5. Look for Government Programs for Aging Parents
Taking care of aging parents are costly nowadays. Luckily, there are government programs such as Medicare and Medicaid that can help pay for the health care and long-term care needs of your parents.
Medicare is a federal health insurance program for people 65 and above and younger people with disabilities. This type of government program helps pay for hospitalization, hospice care, outpatient care, medical supplies and more. However, Medicare doesn’t pay for long-term care.
Medicaid is a government program that pays for hospital expenses, doctor visits, and home health care. It pays for long-term care but only for people who are eligible for benefits or those with low-income.
In addition to these government programs, you can also check what your local community offers.
6. Consider Getting Long-Term Care Insurance
Getting long-term care insurance is imperative nowadays considering that people are living much longer and will most likely require long-term care. 7 out of 10 of Americans 65 and above will need long-term care.
The expensive cost of a nursing home assisted living and other long-term care services is also another reason to get coverage for long-term care. According to Genworth’s cost of care survey, it would cost your parents $8,365 per month in a private room in a nursing home and $7,362 per month in a semi-private room in a nursing home today.
Through long-term care insurance, your parents can pay for their future long-term care needs without exhausting their savings and they will not become a financial burden to you.
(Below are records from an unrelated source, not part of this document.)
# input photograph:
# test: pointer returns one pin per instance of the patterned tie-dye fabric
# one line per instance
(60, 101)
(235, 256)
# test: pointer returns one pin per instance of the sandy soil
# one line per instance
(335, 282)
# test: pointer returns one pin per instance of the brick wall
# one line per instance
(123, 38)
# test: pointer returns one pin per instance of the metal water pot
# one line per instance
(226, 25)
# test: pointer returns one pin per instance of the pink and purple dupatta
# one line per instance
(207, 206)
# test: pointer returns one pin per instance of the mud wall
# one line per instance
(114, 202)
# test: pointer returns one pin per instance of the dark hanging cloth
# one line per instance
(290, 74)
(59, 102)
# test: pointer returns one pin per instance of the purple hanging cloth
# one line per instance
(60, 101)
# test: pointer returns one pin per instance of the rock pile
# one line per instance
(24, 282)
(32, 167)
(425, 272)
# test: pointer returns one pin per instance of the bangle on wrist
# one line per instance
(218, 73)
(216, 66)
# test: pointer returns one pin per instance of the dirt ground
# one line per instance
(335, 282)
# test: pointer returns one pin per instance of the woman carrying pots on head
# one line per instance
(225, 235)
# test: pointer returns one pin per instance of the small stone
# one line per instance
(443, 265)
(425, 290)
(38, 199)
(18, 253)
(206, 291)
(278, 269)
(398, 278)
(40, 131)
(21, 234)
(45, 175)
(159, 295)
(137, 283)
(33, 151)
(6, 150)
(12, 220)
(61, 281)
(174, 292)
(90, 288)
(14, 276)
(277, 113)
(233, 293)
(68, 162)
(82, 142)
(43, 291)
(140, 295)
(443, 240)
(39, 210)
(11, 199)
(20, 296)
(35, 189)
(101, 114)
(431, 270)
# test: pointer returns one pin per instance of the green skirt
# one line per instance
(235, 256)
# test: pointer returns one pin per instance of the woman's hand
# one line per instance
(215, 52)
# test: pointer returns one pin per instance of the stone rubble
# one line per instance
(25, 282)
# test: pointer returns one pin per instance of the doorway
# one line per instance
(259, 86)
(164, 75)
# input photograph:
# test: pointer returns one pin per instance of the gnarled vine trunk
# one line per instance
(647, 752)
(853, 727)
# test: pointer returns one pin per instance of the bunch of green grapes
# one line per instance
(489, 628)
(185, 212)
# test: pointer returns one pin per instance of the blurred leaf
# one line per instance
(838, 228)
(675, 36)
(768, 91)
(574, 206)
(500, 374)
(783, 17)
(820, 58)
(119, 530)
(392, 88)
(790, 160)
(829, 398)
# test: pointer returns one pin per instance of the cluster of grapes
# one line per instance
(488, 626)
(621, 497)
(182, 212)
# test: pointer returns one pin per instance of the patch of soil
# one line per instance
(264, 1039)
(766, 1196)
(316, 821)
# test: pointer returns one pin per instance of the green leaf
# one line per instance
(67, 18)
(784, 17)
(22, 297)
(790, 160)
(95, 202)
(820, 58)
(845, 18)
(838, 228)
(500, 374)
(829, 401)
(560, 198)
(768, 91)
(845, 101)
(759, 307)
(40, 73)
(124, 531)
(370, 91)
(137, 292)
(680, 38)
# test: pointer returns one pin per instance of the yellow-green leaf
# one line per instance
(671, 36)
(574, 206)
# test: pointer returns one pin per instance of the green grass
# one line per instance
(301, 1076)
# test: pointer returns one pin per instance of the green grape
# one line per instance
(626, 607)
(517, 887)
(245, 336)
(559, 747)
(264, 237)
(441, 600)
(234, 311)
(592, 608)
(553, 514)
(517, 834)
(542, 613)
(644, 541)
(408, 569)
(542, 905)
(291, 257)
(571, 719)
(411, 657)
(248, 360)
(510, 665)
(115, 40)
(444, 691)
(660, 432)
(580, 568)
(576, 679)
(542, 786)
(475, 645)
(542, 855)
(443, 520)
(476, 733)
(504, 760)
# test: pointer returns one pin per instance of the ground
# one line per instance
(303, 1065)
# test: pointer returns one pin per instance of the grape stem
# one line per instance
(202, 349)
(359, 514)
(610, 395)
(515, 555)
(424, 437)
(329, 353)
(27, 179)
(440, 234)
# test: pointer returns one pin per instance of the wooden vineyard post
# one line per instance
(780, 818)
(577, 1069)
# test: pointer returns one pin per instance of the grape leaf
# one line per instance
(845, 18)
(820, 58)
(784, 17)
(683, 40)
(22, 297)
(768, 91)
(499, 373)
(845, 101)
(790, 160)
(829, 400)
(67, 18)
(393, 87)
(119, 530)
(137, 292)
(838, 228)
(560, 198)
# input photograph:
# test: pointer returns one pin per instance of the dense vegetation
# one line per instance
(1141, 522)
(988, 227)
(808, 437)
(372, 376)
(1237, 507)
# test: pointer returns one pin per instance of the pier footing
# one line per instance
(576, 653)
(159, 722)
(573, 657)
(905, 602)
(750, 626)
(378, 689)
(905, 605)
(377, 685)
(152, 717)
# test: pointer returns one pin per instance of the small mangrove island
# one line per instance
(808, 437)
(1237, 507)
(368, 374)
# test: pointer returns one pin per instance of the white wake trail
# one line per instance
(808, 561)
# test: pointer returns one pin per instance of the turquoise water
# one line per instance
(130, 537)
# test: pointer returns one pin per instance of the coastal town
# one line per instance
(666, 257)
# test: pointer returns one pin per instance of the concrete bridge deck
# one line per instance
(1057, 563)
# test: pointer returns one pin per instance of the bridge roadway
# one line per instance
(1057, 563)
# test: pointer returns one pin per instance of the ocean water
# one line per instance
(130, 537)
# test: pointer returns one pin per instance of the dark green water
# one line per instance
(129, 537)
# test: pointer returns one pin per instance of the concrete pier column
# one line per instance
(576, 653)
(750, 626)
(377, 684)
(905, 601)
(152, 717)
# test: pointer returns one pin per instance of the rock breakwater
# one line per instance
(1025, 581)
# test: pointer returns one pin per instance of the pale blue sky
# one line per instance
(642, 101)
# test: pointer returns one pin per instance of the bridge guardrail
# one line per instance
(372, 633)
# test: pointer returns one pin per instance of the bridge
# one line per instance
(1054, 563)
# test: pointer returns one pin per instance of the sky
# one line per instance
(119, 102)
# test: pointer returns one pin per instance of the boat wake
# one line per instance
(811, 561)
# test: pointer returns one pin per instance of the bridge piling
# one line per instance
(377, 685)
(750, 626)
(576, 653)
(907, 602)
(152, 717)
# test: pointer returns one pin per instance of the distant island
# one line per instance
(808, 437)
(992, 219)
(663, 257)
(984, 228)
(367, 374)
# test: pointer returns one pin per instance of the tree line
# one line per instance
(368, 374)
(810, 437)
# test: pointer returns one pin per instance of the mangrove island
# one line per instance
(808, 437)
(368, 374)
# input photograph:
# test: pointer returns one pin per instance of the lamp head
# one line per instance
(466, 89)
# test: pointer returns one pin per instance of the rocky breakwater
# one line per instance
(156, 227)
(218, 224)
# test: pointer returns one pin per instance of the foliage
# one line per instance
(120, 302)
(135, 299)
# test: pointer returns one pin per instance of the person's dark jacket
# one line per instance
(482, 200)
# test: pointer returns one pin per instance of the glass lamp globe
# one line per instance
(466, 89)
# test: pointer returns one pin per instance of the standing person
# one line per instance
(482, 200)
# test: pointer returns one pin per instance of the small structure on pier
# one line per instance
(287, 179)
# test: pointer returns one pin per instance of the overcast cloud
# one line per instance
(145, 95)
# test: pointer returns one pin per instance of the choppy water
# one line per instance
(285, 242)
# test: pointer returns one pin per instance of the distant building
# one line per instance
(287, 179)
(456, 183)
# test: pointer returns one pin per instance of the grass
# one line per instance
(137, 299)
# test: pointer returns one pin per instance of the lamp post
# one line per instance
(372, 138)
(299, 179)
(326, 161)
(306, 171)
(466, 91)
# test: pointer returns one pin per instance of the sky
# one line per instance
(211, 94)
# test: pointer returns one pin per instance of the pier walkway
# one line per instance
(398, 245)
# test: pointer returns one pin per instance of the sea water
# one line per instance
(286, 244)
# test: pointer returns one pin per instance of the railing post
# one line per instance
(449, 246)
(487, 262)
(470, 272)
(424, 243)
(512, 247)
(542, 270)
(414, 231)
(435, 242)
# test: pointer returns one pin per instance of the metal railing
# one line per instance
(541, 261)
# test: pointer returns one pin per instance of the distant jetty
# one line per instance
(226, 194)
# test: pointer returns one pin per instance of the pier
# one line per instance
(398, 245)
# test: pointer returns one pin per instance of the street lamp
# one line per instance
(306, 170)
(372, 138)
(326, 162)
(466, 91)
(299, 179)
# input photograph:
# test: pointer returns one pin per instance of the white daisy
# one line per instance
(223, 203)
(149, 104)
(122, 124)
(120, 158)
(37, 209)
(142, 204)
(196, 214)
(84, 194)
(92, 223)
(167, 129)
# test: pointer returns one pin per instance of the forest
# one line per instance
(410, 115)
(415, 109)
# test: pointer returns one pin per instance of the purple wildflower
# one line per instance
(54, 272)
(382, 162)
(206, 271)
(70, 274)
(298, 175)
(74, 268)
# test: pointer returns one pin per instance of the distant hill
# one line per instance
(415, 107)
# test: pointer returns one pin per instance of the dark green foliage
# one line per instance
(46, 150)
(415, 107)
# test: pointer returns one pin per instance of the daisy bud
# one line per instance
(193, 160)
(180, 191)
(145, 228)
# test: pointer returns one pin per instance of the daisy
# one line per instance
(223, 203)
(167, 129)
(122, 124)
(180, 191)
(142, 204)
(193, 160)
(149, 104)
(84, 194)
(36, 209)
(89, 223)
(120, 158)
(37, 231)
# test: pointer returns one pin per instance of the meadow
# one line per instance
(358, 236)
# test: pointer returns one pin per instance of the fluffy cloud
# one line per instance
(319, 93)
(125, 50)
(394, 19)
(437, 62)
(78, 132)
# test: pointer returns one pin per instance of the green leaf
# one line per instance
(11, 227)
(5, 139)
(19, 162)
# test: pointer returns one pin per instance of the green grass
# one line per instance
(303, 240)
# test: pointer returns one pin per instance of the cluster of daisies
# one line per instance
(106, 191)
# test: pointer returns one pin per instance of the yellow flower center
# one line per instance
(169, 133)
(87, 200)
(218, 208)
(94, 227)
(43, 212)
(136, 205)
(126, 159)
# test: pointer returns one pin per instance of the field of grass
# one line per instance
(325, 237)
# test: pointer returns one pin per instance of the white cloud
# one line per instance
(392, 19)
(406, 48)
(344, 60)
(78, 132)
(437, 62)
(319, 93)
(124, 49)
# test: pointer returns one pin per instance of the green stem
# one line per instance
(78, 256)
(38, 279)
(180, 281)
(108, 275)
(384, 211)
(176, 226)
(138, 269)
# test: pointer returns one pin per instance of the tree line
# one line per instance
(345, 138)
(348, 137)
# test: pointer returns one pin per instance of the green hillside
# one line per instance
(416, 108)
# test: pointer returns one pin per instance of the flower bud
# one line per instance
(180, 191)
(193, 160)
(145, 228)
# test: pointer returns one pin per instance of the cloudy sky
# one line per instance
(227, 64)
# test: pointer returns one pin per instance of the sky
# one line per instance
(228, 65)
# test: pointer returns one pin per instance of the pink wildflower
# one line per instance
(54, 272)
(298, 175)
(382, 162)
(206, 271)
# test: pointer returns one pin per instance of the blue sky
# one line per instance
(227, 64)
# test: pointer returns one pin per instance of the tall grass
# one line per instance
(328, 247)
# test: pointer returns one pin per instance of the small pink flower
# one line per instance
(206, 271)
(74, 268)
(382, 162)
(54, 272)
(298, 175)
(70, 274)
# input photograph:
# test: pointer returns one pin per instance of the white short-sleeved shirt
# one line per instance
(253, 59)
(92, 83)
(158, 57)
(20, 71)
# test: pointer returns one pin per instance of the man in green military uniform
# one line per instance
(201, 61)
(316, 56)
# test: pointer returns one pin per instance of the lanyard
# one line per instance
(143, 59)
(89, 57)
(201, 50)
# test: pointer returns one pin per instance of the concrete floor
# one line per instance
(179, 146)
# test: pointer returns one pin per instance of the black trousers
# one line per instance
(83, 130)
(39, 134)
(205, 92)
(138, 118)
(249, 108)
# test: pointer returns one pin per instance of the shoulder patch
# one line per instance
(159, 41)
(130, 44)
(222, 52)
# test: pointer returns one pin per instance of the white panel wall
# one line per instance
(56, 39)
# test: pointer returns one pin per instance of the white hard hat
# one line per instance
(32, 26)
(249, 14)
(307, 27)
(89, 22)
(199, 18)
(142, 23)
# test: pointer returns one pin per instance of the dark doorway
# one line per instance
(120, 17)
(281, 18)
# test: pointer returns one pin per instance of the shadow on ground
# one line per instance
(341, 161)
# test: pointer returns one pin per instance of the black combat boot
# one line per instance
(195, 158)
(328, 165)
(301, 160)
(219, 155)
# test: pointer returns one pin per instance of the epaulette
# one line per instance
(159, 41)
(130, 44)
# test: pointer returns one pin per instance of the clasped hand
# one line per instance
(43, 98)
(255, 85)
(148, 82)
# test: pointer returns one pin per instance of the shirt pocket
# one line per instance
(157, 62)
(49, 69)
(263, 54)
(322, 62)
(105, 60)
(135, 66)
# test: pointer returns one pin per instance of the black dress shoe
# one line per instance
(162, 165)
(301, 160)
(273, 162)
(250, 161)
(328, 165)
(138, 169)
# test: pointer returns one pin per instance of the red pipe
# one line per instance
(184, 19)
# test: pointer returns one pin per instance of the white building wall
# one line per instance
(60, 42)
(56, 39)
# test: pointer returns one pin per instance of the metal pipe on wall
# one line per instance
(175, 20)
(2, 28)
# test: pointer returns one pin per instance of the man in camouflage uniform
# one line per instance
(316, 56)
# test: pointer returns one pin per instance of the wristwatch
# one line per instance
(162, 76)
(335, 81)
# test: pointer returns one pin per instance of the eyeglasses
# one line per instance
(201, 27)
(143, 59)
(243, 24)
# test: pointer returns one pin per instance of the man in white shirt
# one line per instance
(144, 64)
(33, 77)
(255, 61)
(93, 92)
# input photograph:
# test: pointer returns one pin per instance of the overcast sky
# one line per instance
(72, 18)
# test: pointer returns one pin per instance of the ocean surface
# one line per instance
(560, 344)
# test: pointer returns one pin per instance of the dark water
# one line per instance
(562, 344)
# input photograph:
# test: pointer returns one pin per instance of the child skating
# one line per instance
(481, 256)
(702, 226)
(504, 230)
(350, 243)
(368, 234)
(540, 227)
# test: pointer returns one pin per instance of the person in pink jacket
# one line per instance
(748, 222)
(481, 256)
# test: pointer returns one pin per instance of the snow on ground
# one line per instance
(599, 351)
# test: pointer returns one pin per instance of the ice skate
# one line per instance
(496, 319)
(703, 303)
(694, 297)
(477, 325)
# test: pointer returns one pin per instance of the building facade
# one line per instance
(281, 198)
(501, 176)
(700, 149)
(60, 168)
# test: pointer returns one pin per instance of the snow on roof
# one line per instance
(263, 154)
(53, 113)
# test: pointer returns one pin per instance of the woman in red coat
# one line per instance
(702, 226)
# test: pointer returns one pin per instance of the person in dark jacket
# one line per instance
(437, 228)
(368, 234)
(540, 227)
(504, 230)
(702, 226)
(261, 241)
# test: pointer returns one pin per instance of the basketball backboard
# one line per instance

7. Help Them Downsize Homes
It’s going to be challenging to ask your parents downsize their living arrangement even it’s already causing them financial strain. Most aging parents don’t live their homes because they’ve already grown accustomed to their home and the community as well.
Housing actually eats up most of your aging parents’ retirement savings. According to the Bureau of Labor Statistics, people 65 and up spend 35% of their savings on housing. If you can persuade your parents to downsize, they can save around $3,250 a year in taxes if they move from a $250,000 home to a $150,000 home.
8. Make the Most of Tax Breaks
Family caregiving is becoming common in American households today, which results in adult children struggling financially to support their own needs and their parents need as well.
If you’re providing care for your aging loved ones, you can take advantage of tax breaks given to family caregivers. You must be able to prove that your aging parents are your dependents and you must be paying for at least half of your parents’ living expenses. The 7.5% applies once you meet the qualifications.
9. Seek the Help of a Financial Planner
Considering hiring a financial planner to help you put your parents’ finances in order is a wise move. An adviser can help you and your parents create a plan that can maximize their assets. Also, a financial planner can help in asking the hard money questions and bridge the gap between you and your parents.
Aside from hiring a financial planner, considering other experts like a tax professional and elder law attorney can help secure your parents’ golden years.